Both Walters and Cronkite had familial ties to eastern Europe. Cronkite’s a Christian while Walters is a Jew. Neither of them is self-described as religious. Cronkite’s father was a liberal-minded dentist whose profession enabled the family to live a privileged middle-class lifestyle. Walters’ father was a flamboyant showman whose passions took the family from rags to riches to rags again.
Cronkite and Walters both had iconic careers based on merit. Cronkite’s career took flight largely on the wings of his abilities to master the games of the old boys’ club. Walters fought the old boys’ club every step she took. Regardless, each of them reported on major world events, anchored national newscasts and counted among their friends international heads of state.
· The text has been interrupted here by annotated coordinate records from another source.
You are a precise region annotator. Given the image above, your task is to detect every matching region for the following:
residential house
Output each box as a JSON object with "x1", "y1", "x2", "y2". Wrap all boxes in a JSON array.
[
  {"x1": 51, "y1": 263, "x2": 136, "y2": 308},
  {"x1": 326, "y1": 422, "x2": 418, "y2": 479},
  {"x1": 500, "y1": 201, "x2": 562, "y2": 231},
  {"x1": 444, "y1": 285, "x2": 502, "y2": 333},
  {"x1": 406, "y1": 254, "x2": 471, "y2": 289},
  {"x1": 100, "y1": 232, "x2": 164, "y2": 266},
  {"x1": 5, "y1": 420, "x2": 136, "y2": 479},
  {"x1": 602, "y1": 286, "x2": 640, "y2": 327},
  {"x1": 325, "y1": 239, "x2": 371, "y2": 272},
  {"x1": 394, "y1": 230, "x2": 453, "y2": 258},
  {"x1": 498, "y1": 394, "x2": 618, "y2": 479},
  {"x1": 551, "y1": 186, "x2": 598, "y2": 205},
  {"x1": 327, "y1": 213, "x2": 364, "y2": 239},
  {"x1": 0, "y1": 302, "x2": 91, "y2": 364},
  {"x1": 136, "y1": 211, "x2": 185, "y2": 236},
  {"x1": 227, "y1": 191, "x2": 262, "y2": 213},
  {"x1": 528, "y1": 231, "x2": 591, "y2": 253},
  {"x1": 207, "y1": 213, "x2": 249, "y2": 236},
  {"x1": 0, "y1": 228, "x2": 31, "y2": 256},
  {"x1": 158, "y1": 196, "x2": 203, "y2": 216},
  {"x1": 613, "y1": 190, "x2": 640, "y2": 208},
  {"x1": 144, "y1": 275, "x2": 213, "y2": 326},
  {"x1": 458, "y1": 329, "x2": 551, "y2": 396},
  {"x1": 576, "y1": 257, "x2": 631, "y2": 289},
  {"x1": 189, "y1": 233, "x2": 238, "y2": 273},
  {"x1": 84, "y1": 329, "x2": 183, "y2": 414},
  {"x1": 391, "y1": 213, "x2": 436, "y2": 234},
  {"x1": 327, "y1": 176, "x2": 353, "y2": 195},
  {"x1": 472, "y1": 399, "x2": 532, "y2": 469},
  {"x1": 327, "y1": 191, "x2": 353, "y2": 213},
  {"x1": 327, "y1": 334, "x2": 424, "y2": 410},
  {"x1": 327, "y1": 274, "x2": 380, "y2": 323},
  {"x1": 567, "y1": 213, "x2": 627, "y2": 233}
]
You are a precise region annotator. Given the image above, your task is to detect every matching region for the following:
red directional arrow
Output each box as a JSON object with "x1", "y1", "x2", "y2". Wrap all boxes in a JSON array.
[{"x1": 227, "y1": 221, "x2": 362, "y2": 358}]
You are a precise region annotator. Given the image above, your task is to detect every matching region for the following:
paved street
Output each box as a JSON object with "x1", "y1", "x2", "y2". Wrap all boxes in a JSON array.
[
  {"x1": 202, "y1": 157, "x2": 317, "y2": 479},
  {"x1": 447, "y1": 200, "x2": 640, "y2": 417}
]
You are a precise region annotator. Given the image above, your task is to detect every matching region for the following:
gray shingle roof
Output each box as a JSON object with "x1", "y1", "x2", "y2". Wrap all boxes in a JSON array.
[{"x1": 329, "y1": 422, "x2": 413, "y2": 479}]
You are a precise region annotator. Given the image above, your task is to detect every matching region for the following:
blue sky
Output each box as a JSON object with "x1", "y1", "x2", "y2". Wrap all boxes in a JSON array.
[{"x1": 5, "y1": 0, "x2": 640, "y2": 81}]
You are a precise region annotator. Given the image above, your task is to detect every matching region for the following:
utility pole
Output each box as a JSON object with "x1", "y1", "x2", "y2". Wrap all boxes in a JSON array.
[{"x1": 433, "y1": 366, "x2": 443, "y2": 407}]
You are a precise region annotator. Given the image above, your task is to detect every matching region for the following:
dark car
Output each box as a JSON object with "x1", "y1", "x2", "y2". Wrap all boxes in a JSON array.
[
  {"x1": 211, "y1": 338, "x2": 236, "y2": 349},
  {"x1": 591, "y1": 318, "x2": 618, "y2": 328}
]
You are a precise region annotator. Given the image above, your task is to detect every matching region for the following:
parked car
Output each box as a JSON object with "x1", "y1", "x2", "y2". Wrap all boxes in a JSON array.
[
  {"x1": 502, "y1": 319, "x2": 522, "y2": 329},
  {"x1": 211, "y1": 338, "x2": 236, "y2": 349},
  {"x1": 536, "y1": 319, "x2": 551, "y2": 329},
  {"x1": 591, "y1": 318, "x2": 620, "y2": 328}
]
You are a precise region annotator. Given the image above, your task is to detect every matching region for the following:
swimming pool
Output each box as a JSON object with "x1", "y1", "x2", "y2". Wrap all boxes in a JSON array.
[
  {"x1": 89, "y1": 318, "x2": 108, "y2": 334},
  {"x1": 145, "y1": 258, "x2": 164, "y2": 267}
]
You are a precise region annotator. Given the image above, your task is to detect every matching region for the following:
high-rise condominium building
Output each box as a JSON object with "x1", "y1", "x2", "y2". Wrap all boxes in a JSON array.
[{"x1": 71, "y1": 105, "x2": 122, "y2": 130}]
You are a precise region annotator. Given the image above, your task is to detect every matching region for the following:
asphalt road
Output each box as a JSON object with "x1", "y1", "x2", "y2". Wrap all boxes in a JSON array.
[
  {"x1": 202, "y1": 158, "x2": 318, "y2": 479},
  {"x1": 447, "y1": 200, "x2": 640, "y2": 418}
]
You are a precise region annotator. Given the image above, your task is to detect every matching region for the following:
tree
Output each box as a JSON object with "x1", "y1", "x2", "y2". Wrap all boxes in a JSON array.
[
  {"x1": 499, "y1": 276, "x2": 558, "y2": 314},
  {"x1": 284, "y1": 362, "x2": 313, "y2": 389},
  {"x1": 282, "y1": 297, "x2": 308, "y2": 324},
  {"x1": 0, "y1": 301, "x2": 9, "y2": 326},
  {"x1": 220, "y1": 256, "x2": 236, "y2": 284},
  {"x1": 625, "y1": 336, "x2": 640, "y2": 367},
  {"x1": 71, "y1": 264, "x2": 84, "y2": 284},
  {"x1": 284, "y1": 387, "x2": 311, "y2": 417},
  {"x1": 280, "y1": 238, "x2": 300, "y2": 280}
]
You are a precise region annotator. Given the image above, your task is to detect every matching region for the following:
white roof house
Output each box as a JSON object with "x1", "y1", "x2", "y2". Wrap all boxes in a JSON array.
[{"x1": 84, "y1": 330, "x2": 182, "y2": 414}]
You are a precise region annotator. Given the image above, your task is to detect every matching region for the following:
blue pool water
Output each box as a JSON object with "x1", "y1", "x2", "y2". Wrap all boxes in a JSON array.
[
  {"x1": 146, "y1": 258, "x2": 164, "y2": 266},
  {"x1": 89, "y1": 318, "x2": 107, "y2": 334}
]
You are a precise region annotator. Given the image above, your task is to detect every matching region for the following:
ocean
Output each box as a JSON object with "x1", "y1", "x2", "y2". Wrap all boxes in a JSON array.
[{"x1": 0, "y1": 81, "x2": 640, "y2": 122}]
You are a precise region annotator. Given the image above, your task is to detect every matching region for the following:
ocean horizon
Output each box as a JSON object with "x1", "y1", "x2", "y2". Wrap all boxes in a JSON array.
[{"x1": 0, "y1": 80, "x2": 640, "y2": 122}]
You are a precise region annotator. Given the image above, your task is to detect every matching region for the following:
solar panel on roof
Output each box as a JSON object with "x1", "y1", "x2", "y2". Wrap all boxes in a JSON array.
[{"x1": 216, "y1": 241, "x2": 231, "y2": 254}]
Each of Cronkite and Walters covered overseas affairs extensively and each claims to have orchestrated peace in the middle east in the 1970s by coordinating joint interviews with Egyptian President Anwar Sadat and Israel’s Prime Minister Menachem Begin. Most of Walters’ work was based in Washington, D.C. and New York. Cronkite was often based there but also took positions with news wire services overseas to advance his career.
Walters has been a single mother throughout her professional life. Cronkite remained married to the mother to his children until parted by her death in 2005.